I remember thinking we’d hurry back into the car then, but my mother just kept holding me. She couldn’t be bothered with making dinner, or whatever it was we were rushing home to do.
I asked her later how she knew that I was choking, and she said I looked pale in the rear-view. But that didn’t explain why she looked in the rear-view at all.
“You were very quiet,” she said next.
But that doesn’t make sense either because I was the quietest of quiet children. I played more inside my head than out, and I knew I shouldn’t disturb people if I could help it. I didn’t like to misbehave, and I was always mindful of adults trying to focus, or listen, or beat a headache. My silence didn’t mean trouble like it did for other mothers. It meant business as usual.
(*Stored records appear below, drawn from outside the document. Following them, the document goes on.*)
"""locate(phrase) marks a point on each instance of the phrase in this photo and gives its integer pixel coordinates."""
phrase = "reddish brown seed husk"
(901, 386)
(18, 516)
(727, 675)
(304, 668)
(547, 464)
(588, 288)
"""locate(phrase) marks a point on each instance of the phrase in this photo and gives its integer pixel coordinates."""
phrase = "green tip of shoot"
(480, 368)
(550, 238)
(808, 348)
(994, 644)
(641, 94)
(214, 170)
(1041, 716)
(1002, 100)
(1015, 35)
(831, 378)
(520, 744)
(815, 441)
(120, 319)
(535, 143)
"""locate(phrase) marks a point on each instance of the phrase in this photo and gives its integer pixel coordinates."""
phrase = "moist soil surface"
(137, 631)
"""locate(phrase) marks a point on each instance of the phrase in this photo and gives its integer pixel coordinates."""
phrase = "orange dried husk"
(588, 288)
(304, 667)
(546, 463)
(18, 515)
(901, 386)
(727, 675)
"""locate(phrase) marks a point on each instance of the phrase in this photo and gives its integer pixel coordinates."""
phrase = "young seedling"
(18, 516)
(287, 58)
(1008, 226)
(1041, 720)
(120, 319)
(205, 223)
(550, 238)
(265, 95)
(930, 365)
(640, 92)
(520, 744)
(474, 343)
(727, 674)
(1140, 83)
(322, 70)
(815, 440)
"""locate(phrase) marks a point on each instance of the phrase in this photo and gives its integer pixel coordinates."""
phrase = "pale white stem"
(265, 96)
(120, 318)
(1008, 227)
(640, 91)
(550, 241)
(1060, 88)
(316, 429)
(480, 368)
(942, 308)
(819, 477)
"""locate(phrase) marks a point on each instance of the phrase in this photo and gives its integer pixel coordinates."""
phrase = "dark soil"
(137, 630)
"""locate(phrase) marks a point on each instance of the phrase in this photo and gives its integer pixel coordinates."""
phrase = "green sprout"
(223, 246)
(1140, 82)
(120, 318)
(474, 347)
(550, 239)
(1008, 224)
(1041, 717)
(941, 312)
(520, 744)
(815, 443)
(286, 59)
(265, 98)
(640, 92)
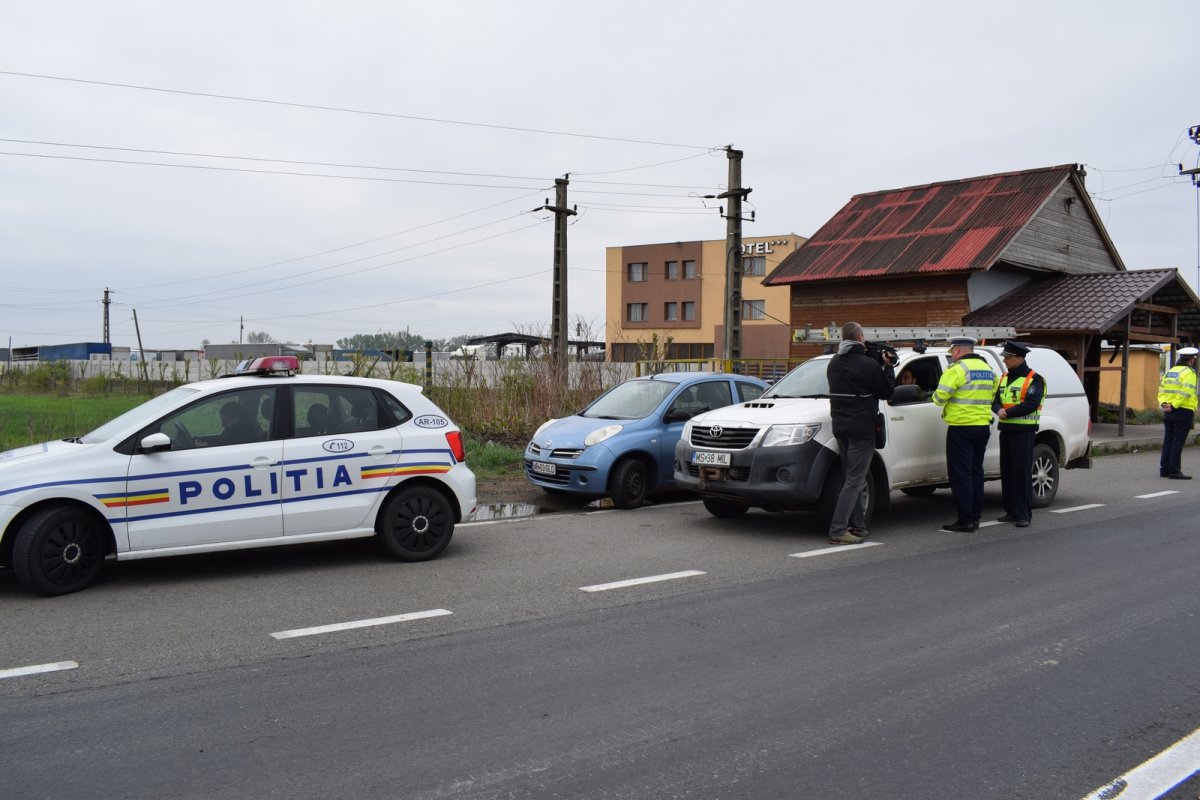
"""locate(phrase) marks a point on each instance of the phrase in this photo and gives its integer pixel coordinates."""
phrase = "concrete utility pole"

I don’t like the idea that suffering earns you credit in this or any other world, because I don’t think suffering is competitive. Or a sport. I think, as a great friend once said to me, that everyone has a sob story. We’re all on a journey; it goes up, it goes down. We learn things, both by avoiding obstacles and by smacking into them head-on and then recovering. Then we die.
We all die.
And that’s why I don’t think that the Sunday school teacher was a tool for God’s wrath, or that my mother was alerted by God that she should look in the backseat. Because there is no saving any of us, really. Not in a way that matters for any divine being. If there’s Someone there, why should He or She care when we come along if sooner or later we all do?
But my mother certainly has a stake in my well-being. We talk about a creator—a being of benevolence and anger, for whom we model our behavior and try to be better people—and I wonder how it is we could be talking about anybody else. Always watching, wanting the best. Sometimes she lets me learn by struggling, but mostly—like in that poem, Footprints—she carries me.
She doesn’t want me to suffer, if she can help it. She would rather I bother her.